Now, a prediction model without acknowledging uncertainty is just cosplay science.
Here are the big things that can blow up your prediction, and how to account for them.
Course change. If the race route has changed, your last year comparison might be misleading. Still useful, but less precise.
Weather. Heat is a performance tax that compounds over hours. If you expect a hot day, be conservative with predicted time. Your best pacing move might be slowing down early to keep core temperature under control. This is not weakness, it is physics.
Field composition. Some races have a deep elite field one year and a softer field the next. If the top end changes a lot, percentiles can shift slightly, especially near the front. For most mid pack runners it usually stays fairly stable, but it can still move.
Your fitness trend. If you have clearly improved or clearly declined, old percentiles might not represent current capability. You can still use them, but you should weight your most recent races more heavily, and be honest about whether your training supports the prediction.
Distance jump. If the target distance is significantly longer than anything you have finished, assume you will under perform your usual percentile slightly. Not because you are weak, but because there is a learning curve in pacing, hiking efficiency, and nutrition. The Lambert paper even notes the idea that pacing can be a learned skill that benefits from practice.
Now, once you have your predicted finish time and a pacing template, the final step is turning it into something your brain can actually execute on race day.
The easiest way is to create a pacing script with three simple rules.
Rule one. The first hour feels too easy. If it does not, you are lying to yourself.
Rule two. Eat and drink early, before you feel like you need it. Pacing falls apart when fueling falls apart.
Rule three. No surges to prove a point. Surges are for the last quarter, if you have earned them.
If you want an even more practical guide for the early race pacing problem, there is a solid pacing article by Mile 27 that emphasises the danger of going too hard early and the value of patience. That kind of advice lines up nicely with the observational data from 24 hour and 100 km races, where early over effort and big fluctuations are associated with worse outcomes.
So now we have some waste time predictions and some pacing guidance you can have a play with a tool like UltraPacer to get a feel for how an event might go including aid station delays, terrain and elevation changes across the course, consideration for endurance fatigue and fade, and more.
This is an excellent tool and I highly recommend checking it out!

One last note, because athletes love to argue about this.

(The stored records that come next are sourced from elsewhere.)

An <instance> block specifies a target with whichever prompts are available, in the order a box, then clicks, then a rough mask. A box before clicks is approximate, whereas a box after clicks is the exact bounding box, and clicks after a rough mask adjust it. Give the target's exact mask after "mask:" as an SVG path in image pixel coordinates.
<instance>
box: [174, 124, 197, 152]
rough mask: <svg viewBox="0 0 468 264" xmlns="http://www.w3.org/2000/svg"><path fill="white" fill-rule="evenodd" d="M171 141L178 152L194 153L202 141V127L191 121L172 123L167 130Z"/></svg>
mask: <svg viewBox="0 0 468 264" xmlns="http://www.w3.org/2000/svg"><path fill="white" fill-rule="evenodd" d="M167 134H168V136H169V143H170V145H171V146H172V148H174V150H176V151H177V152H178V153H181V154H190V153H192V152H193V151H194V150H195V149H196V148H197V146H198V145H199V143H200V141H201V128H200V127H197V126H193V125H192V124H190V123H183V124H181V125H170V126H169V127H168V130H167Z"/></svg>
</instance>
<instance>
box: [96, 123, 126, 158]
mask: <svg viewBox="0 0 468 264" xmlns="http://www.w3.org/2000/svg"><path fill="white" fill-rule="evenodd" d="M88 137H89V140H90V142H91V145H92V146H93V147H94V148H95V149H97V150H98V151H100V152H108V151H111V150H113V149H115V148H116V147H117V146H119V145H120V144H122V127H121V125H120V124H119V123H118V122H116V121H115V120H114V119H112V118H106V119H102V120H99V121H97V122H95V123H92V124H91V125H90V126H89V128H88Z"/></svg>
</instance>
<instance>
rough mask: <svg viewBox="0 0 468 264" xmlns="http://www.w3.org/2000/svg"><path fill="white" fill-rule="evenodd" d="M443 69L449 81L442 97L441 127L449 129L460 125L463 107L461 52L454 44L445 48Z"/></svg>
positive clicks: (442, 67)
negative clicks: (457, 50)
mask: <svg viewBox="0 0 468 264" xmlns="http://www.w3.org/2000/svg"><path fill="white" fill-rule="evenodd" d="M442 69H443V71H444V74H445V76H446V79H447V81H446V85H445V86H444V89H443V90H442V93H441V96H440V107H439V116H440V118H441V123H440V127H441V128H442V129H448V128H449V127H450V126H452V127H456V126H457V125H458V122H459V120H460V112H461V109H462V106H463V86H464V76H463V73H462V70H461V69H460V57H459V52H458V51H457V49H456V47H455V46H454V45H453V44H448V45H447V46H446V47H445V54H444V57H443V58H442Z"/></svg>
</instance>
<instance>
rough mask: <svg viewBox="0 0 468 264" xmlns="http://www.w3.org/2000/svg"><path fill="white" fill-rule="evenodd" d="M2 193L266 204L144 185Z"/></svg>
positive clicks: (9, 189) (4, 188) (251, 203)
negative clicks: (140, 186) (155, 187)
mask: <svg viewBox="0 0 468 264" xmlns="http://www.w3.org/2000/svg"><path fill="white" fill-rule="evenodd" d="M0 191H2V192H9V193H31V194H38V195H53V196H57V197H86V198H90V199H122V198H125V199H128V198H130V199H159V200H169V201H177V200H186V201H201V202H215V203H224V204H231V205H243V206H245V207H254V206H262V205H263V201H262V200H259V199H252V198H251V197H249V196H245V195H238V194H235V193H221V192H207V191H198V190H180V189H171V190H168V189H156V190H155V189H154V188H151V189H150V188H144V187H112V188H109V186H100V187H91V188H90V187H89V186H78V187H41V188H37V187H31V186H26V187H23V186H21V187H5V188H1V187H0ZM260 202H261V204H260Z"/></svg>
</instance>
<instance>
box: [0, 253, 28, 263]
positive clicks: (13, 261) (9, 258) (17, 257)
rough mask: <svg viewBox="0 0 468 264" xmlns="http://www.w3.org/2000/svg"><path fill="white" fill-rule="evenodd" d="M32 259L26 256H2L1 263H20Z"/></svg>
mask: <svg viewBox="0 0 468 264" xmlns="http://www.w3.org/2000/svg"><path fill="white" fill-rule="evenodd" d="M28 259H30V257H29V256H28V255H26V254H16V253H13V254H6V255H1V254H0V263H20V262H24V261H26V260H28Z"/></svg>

Yes, pace, power, and heart rate are useful. They are not the villain. The point is that for predicting finish time, real world result data is often more stable than any single physiological metric. Fitness indicators tell you what you could do. Past results tell you what you usually do when the gun goes off and your brain starts making questionable decisions.
Use both.
If you are the kind of athlete who wants a simple order of operations, here it is.
Use the percentile method to get a baseline finish time.
Use ITRA or UTMB matching to cross check and tighten the range.
Use a pacing calculator to turn finish time into splits, then make the early plan slightly more conservative.
Use the research as your behavioural reminder: conservative early, smooth and even, limit fluctuations, protect the back half.
Then go and practise it in training, because pacing is not a belief system. It is a skill.